Just how data-hungry is deep learning? It is an important question for those of us who don’t have an ocean of data from somewhere like Google or Facebook and still want to see what this deep learning thing is all about. If you have a moderate amount of your own data and your fancy new model gets mediocre performance, it is often hard to tell whether the fault is in your model architecture or in the amount of data that you have. Learning curves and other techniques for diagnosing training-in-progress can help, and much ink has been spilled offering guidance to young deep learners. We wanted to add to this an empirical case study in the tradeoff between data size and model performance for sentiment analysis.
We asked that question ourselves in the course of our work on sunny-side-up, a project assessing deep learning techniques for sentiment analysis (check out our post on learning about deep learning, which also introduces the project). Most real-world text corpora have orders of magnitude fewer documents than, for instance, the popular Amazon Reviews dataset. Even one of the stalwart benchmark datasets for sentiment analysis, IMDB Movie Reviews, has a “mere” tens of thousands of reviews compared to the Amazon dataset’s millions. While deep learning methods have claimed exceptional performance on the IMDB set, some of the top performers are trained on outside datasets. If you were trying to do sentiment analysis in small collections of documents in under-resourced langauges like Hausa or Aymara, then 30 million Amazon Movie reviews might not be a great analogue.

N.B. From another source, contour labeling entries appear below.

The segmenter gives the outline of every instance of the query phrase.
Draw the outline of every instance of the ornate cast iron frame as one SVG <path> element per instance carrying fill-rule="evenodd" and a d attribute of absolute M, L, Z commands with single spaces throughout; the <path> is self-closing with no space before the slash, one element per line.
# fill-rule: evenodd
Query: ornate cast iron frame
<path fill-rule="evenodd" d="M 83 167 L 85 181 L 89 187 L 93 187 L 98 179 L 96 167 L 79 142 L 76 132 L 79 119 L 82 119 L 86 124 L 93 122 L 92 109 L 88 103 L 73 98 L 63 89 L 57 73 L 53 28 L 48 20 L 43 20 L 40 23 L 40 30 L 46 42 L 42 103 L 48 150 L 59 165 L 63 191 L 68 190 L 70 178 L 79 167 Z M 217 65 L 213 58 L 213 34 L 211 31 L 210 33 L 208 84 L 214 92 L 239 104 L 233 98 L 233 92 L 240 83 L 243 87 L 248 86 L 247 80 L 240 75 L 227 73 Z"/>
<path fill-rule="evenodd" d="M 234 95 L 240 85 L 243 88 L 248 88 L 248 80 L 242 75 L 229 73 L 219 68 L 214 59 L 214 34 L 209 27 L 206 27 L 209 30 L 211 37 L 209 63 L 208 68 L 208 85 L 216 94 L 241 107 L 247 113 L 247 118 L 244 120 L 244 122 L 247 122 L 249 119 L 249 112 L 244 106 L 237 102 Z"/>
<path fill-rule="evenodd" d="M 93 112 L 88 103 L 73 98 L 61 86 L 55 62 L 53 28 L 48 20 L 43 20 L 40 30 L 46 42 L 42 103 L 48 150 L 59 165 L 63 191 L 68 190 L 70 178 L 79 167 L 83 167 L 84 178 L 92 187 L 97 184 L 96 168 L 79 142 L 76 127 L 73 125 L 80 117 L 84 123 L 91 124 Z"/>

To look at the effects of data size in deep learning for text, I’ll look at the performance of Zhang, Zhao and LeCun’s Crepeconvolutional network architecture on differently sized subsets of the Amazon reviews set. The arXiv manuscript for Crepe claims impressive performance on (a different set of) Amazon reviews, so this is an interesting test bed for examining how much data such an algorithm might need for a sentiment task. Their paper suggests that performance degrades on datasets numbering in the hundreds of thousands of documents (which is still pretty big). But the datasets they compare have many more differences than just size, so it is hard to know how much data size itself impacts performance. Let’s look at performance on differently sized samples from the same dataset.